The New Orleans Green Dot Map, generated by the Urban Land Institute, is sterile and difficult to read. However, once this map was released to the general public, New Orleanians were able to use the information to direct the rebuilding of their city. This article quotes one New Orleanian as saying “When I seen that map on the Internet, I said, ‘Mama, they plan on putting a greenway on your house.’”
WikiLeaks’ online release of nearly 400,000 secret reports on the Iraq war is important news for all people, but has a special significance for urban planners.
Most newspapers have centered their findings on details of the crimes committed, emphasizing the gross violation of Human Rights and cruelty deployed by the U.S. armed forces, either by action or omission.
In my opinion, it is perhaps more important that U.S. Government officials, through their secrecy, have been systematically bypassing some democratic values that could have prevented these and other massacres. In many ways, WikiLeaks epitomizes the values stated in the Universal Declaration of Human Rights, which include: “the right to freedom of opinion and expression; freedom to hold opinions without interference and to seek, receive and impart information and ideas through any media and regardless of frontiers”.

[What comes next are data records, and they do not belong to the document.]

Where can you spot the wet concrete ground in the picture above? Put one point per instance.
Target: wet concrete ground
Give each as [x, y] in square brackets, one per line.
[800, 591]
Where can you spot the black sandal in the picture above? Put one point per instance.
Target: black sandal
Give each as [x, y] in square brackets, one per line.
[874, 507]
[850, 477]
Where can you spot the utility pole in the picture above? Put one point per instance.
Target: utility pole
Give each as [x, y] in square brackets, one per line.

Arguments against the leaks have been defensive and aggressive in tone, denoting moral weakness and insecurity. They express themselves as if they were owners of such values and as if they could defend and violate them at will.
How does WikiLeaks relate to urban planning? Democracy is equally important at central and local levels, and urban planning is a discipline that primarily belongs to local governments. The importance of local democracy is this: it is the way people access and directly relate to public administration, where citizen participation in public affairs is most effective and necessary.
Similarly, secrecy does not only occur in central governments; it is sometimes adopted by urban planners, in the name of technical objectivity, as a way of protecting their power. If planners choose to keep key information away from the public, they avoid being accountable to those they are meant to serve. When ideas and solutions are communicated to the public through a sophisticated language and sophisticated diagrams that very few can understand or relate to an on-the-ground reality, planners prevent intrusive opinions that may question their ideas, solutions or performance. This is as antidemocratic as U.S. Military’s secrecy. The latter one has clearly had a much stronger impact, but the values we are dealing with are the same.
Democratic urban planners are those who make their decisions through fair participatory processes, which involves sharing all information through a language that is easy to understand for anyone, listening to people’s opinions, and making planning a learning process for all.